A.À.V. : Quels retours avez-vous, de la part des lecteurs, sur la campagne des années 1980 que vous dépeignez ? Avez-vous relevé des différences marquantes entre des visions d'urbains et de ruraux ?
C.M. : Les lecteurs urbains s'excusent toujours de ne pas avoir grandi à la campagne, quand les ruraux éclatent de joie en me citant le nom de leur village, surtout quand il se situe non loin du mien. J'ai été étonnée de constater que beaucoup de gens ont souffert et souffrent encore de la détérioration des sols et des paysages, quand je pensais naïvement que mes parents, dans les années 1980, étaient les seuls à en souffrir. Enfant, je ne me souviens pas avoir rencontré beaucoup de gens en colère contre le remembrement ou la pollution. Ils existaient certainement, mais je ne les voyais pas. Ou peut-être ma région de naissance n'était-elle pas une grande résistante, contrairement au Larzac ou au bocage nantais ? En ce qui me concerne, c'est à Paris, en entrant à Charlie Hebdo, que j'ai entendu des discours écolo militants qui faisaient écho à ceux de mes parents.

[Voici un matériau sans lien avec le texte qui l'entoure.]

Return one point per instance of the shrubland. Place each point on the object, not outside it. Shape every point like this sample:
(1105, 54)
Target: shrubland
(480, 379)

Je ne suis pas du tout régionaliste, mais j'ai l'impression de m'être réconciliée avec ma région, pourtant si maltraitée par l'agriculture productiviste. Si elle disparaît, si le glyphosate ou le Cruiser ont raison d'elle, au moins il en restera un petit morceau vivant et en bonne santé dans Les Grands espaces.